Hospital based syndromic surveillance could be a helpful tool in detecting local LRI-outbreaks, complementing outbreak detection by laboratory surveillance or astute clinicians. Syndromic surveillance might be most valuable for outbreaks due to uncommon or novel pathogens (like the SARS outbreak), as these seem more likely to be missed by the laboratory and clinicians. Furthermore, outbreaks due to more common pathogens could also be missed, as for community acquired pneumonia often no causative pathogen is detected 
. Apart from that, under-notification can complicate outbreak detection through laboratories and clinicians 
A prerequisite for prospective syndrome surveillance is the real-time availability of hospitalization data, including clinical diagnoses and symptoms by date of hospitalization. Although at present not available in the Netherlands, such real-time syndromic data collection may become feasible after the nationwide implementation of electronic health-care information exchange. In this light, the results of our study justify further development of these methods, including retrospective evaluation of other types of documented health events than the ones presented in our study.
Besides that, further research should focus on prospective application of these methods. In a prospective setting, sustaining reliable data with high coverage and few data artifacts might be more challenging, thus possibly leading to higher numbers of false alarms. In addition, it should be evaluated to what extent 3 to 5 new syndromic clusters per year would indeed be manageable in a prospective setting. Responding to such clusters is complicated, because the cause and thus possible threat will initially often be unknown. For each new cluster, it should first be verified whether plausible explanations can be found in epidemiological or laboratory data. For example, LRI clusters need to be interpreted in relation to local influenza or RSV activity similar as we did in our study, and provided the age distribution of cases reflects the usual pattern, further investigation would seem unnecessary. Internet-based ILI-monitoring 
combined with virological self -sampling (at home) 
could increase the microbiological base for interpreting syndromic surveillance data. Age stratified syndromic surveillance with a multivariate space-time scan statistic 
may further facilitate quick interpretation of clusters by revealing the affected age groups.
This retrospective study shows that space-time syndromic surveillance on hospitalizations can timely detect local LRI-outbreaks independent of detection of the causative pathogen. The frequency of cluster detection, when interpreted in the light of available epidemiological and microbiological data, does not give rise to excessive levels of further investigations.
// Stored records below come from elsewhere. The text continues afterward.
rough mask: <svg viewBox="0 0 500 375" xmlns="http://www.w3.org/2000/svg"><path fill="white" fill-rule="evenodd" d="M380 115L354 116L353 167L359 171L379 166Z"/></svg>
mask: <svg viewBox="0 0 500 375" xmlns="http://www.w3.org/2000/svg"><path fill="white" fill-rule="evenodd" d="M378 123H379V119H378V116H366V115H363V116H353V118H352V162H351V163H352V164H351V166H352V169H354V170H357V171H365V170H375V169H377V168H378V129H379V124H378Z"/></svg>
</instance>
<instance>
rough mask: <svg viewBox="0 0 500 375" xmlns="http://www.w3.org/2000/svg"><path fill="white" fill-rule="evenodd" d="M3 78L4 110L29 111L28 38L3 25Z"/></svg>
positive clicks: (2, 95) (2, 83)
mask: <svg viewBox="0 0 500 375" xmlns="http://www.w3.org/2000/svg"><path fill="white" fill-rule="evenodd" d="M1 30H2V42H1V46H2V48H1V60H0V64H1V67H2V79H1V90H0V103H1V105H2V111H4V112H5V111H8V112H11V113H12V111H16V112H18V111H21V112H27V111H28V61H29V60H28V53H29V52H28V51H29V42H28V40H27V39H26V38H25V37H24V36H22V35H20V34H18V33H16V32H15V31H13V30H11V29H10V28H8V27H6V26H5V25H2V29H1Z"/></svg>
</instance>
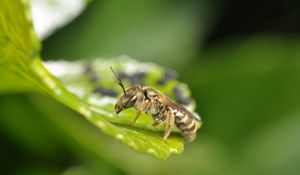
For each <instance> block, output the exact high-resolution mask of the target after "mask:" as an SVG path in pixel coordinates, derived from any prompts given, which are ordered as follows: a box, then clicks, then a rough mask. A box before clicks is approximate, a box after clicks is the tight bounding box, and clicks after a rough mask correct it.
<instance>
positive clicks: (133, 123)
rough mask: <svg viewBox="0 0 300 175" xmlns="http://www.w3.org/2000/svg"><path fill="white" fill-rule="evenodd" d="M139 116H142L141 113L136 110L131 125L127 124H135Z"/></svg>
mask: <svg viewBox="0 0 300 175" xmlns="http://www.w3.org/2000/svg"><path fill="white" fill-rule="evenodd" d="M141 114H142V111H140V110H137V112H136V116H135V118H134V120H133V121H132V122H131V123H129V124H130V125H133V124H134V123H135V122H136V120H137V119H138V118H139V117H140V115H141Z"/></svg>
Consequently, we recommend real-time syndromic surveillance as an additional tool for detection of local LRI outbreaks, but only if syndromic data with sufficient quality and coverage can be collected, coupled with epidemiological and microbiological data. Public health responses can be based on a combination of syndromic surveillance data, reports by astute clinicians and early diagnostic test results, which all could generate the first alarm for different kinds of disease events. Future research on prospective syndromic surveillance should therefore focus on practical methods for integrating syndromic surveillance alarms with clinical reports and laboratory information for effective public-health responses.